A former domestic helper who was charged in court for faking the death of her Filipino husband so she could marry a Hong Kong man was sentenced to six months in prison.

Acting Principal Magistrate Joseph To Ho-shing, however, suspended the jail term for 18 months, which meant that T. Lam would not have to serve the sentence provided she would not commit any other offense during the period.

The court heard that Lam married her Hong Kong husband a year after she had given birth to their son in April 1995.

They broke up seven years after the marriage, but in 2015, they reconciled again.

“She married the Hong Kong man after giving birth to their son and since then she was the sole breadwinner of the family and supported her son,” the duty lawyer said.

The son, 22, was working part-time in a convenience store.

The defense also said Lam “singlehandedly” raised her son.

As for her husband in the Philippines, the defense said the defendant had lost contact with him and his family members even before she came to Hong Kong.

Lam first came to Hong Kong in 1987 on a domestic worker’s visa

Judge To then inquired from the defense if Lam’s son was present in court, but the defendant said he was not there because he had work.

The magistrate then inquired from the prosecutor what the maximum sentence was for the offense, and the prosecutor said the maximum jail term was seven years in prison.

Judge To then sentenced Lam to nine months in prison but reduced it to six months owing to her guilty plea.

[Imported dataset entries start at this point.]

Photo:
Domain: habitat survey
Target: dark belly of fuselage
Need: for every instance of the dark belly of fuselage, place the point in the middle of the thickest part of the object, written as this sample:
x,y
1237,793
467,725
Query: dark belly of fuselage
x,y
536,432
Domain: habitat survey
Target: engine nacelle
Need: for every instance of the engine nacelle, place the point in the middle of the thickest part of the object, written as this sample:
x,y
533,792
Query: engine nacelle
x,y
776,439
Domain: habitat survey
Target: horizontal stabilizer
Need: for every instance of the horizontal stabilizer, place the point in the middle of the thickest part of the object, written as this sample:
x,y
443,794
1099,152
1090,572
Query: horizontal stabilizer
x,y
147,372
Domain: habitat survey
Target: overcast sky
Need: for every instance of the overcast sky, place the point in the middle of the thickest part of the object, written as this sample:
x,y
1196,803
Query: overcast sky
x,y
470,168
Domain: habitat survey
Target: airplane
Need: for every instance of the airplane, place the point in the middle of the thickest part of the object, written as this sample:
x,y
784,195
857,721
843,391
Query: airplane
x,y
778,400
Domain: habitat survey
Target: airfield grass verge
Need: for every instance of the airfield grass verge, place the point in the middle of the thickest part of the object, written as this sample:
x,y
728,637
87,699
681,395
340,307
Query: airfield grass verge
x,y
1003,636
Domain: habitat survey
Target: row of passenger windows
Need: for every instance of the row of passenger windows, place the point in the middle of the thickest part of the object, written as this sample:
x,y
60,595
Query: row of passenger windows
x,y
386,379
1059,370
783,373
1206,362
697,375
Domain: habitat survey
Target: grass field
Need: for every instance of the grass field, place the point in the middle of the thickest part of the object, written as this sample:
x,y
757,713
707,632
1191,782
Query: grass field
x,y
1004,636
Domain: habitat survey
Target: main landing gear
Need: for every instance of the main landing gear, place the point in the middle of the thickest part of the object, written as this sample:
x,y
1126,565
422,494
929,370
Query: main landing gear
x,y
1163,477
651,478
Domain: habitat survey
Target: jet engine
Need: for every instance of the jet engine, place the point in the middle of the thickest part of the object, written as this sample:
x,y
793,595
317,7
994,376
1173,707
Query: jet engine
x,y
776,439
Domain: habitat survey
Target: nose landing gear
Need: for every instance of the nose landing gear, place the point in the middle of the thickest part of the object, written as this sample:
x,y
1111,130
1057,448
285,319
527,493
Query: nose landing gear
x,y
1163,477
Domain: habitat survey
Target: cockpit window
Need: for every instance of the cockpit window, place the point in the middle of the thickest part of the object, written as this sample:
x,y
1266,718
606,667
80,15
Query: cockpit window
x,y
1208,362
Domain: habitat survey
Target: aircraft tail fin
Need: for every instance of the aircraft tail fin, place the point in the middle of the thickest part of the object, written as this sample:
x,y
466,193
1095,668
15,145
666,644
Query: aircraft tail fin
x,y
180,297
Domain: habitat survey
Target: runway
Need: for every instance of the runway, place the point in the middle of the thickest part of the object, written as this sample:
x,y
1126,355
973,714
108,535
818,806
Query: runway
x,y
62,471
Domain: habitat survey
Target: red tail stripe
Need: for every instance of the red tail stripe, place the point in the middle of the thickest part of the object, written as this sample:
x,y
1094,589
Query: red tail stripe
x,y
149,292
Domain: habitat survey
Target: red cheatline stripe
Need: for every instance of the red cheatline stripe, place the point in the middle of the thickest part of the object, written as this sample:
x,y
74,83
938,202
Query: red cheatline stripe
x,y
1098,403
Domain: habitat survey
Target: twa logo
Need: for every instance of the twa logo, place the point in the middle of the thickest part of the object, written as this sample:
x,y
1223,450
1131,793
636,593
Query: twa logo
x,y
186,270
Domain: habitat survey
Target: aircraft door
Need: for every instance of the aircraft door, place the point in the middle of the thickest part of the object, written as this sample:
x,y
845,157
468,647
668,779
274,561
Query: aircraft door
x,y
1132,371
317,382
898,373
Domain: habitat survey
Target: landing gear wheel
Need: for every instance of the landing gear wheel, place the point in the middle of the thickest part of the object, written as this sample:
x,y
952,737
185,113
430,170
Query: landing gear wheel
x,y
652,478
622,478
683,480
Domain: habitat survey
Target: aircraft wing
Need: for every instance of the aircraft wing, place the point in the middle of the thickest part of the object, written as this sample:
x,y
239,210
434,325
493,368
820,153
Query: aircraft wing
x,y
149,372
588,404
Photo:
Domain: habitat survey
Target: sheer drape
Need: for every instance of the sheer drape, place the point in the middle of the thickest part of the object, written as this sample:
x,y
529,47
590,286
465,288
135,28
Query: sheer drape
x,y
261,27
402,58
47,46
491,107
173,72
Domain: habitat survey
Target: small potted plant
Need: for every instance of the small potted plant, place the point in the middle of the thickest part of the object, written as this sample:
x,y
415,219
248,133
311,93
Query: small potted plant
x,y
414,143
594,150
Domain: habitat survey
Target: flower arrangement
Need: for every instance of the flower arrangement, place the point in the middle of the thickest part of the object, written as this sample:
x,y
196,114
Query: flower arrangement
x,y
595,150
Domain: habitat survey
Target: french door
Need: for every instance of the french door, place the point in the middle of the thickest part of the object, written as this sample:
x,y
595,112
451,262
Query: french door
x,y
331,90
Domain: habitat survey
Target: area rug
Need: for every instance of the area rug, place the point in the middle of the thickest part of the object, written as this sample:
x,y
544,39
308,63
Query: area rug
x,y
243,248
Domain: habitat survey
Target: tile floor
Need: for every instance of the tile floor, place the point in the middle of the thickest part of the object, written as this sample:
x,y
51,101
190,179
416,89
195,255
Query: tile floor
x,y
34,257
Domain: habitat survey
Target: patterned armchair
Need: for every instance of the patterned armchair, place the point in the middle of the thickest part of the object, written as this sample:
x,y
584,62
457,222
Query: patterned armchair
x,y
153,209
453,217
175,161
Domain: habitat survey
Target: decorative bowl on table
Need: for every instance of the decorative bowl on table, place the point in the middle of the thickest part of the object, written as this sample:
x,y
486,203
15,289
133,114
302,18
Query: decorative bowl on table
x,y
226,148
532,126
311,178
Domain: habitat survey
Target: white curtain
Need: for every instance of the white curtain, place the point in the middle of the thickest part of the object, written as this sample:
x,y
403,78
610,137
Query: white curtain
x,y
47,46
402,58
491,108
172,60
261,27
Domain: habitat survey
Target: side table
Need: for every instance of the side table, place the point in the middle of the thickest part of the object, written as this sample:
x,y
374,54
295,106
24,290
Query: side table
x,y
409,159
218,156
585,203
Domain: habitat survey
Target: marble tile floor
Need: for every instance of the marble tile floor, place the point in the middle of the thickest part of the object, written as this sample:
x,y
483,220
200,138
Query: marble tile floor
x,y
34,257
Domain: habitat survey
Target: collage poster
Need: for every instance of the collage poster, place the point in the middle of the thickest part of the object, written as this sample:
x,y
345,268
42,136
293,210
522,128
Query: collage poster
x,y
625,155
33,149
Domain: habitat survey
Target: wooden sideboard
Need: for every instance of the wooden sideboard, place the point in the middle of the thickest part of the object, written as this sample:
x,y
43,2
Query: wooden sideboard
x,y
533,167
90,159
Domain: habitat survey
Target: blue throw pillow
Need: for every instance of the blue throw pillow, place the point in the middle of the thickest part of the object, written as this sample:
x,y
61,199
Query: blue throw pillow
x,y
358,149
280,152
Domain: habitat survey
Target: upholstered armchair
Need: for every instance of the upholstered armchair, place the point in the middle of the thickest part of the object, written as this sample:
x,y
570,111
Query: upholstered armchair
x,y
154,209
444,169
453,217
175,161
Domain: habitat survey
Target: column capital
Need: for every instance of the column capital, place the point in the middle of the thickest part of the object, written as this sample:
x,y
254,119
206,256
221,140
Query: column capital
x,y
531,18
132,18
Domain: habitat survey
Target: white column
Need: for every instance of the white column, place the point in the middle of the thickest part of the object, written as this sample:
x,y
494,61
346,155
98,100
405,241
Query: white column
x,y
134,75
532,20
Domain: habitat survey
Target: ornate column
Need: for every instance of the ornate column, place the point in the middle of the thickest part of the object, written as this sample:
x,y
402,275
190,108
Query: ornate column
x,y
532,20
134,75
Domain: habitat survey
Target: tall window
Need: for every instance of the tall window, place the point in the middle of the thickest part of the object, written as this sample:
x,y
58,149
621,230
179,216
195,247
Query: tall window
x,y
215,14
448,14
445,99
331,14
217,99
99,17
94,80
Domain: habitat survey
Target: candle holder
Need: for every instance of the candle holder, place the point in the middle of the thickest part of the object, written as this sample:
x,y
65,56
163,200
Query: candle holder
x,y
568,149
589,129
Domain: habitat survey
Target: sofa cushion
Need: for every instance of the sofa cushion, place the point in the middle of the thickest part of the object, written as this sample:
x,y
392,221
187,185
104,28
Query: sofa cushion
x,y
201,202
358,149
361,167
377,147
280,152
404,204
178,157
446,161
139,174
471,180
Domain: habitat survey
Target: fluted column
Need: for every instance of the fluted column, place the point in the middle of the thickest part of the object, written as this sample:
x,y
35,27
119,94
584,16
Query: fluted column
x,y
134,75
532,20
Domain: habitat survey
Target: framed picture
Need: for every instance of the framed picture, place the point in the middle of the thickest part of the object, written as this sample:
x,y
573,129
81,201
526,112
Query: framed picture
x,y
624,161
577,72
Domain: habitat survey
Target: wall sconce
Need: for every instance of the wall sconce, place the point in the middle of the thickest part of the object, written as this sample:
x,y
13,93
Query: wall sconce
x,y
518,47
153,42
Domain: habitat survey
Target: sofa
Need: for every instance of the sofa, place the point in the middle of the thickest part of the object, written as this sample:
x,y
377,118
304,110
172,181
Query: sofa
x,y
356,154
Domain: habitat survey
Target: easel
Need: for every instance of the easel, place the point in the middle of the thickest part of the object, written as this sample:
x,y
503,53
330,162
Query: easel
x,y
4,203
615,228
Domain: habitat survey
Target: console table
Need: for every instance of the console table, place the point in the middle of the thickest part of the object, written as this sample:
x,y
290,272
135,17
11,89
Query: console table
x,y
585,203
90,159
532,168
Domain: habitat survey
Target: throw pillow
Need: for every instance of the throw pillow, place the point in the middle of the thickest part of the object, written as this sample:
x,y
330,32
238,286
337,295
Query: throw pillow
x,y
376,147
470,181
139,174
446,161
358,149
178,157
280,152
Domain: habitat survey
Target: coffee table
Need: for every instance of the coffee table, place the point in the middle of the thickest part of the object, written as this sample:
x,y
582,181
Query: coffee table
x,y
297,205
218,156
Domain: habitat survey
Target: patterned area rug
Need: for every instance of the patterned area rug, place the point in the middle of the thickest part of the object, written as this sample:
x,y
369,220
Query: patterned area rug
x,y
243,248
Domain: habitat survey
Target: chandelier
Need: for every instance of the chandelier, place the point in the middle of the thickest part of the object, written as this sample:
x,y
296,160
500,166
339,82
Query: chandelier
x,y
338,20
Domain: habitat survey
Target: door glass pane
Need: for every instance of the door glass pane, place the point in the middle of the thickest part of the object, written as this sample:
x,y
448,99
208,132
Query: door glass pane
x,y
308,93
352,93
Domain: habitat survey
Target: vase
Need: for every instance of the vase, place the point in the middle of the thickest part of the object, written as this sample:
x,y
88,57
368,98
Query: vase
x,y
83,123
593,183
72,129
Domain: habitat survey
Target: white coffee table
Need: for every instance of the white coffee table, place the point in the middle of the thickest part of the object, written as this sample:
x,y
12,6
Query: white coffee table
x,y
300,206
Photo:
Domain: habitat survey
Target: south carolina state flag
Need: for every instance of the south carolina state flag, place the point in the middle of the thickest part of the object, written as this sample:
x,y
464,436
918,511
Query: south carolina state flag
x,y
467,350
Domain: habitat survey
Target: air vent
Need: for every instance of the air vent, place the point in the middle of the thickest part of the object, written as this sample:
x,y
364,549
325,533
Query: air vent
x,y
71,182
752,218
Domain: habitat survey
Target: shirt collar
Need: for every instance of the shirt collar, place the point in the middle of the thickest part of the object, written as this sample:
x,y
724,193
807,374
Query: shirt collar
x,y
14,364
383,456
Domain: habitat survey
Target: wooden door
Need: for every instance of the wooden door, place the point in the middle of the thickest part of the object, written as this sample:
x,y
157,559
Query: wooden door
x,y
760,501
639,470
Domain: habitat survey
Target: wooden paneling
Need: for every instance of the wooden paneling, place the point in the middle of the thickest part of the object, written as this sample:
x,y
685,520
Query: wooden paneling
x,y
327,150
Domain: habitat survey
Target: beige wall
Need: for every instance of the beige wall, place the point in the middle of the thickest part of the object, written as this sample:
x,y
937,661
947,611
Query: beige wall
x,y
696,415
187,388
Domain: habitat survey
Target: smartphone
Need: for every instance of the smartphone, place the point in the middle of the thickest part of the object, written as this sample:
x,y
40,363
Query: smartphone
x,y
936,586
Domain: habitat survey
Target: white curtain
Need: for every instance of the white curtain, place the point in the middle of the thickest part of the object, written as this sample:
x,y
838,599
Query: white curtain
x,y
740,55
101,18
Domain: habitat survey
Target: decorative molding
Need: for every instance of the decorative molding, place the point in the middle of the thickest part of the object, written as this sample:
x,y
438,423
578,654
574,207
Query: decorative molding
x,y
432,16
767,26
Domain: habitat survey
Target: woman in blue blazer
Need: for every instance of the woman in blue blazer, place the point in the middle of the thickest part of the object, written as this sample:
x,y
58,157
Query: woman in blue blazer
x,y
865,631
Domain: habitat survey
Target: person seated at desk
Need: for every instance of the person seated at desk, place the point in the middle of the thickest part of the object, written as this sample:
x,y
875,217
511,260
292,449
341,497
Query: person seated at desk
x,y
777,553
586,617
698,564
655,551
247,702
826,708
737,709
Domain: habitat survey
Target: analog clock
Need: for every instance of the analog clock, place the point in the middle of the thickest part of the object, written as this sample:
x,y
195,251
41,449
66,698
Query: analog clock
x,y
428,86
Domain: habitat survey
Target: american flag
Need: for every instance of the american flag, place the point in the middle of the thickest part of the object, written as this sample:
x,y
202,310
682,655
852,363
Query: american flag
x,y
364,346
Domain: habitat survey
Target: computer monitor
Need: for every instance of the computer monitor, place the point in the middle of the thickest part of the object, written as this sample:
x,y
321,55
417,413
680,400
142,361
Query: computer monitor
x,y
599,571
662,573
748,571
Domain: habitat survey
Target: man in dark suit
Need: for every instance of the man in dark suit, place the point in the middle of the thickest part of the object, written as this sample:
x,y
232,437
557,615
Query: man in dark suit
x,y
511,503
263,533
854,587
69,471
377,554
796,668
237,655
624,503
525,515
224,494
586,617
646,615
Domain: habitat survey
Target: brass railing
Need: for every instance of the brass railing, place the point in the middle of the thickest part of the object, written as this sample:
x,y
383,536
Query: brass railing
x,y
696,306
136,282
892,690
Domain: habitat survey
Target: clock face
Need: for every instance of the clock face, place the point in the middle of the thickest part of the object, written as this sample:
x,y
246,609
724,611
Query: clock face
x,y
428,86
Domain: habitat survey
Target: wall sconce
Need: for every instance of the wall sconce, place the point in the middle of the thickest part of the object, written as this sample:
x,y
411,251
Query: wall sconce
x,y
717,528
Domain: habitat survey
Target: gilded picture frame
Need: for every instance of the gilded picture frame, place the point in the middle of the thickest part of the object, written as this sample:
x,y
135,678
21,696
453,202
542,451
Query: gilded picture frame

At the time of her sentencing, the Filipina had been in jail custody for two weeks.

On Oct. 16  at the Shatin Magistrates’ Courts, Lam pleaded guilty to the offense of signing a false notice for the purpose of procuring a marriage.

The prosecution said Lam misled the Immigration Department when she declared that she was a widow so she could marry a Hong Kong man.

However, it was later discovered that Lam was still married in the Philippines as her Filipino husband was still alive. Informed of the facts of the case, Judge To  said the case was “serious” and asked the prosecutor if any other action would be taken against the defendant.

The prosecutor said the defendant has obtained her permanent residency in Hong Kong.

To which Judge To replied that Lam was able to do so because “she cheated to procure this by this marriage.”

“This is the benefit of her false representation ,” said Judge To.

The prosecutor said the Immigration Department could not deport her back to the Philippines.

“So nothing is being done as of the moment?” said Judge To.

Lam’s duty lawyer argued that the case of the prosecution was that the defendant’s first marriage was not dissolved.

But Judge To said the case seemed more serious, noting that the defendant was apparently enjoying “the fruit of a poisoned tree”, and as bigamy was illegal in Hong Kong, the marriage was invalid.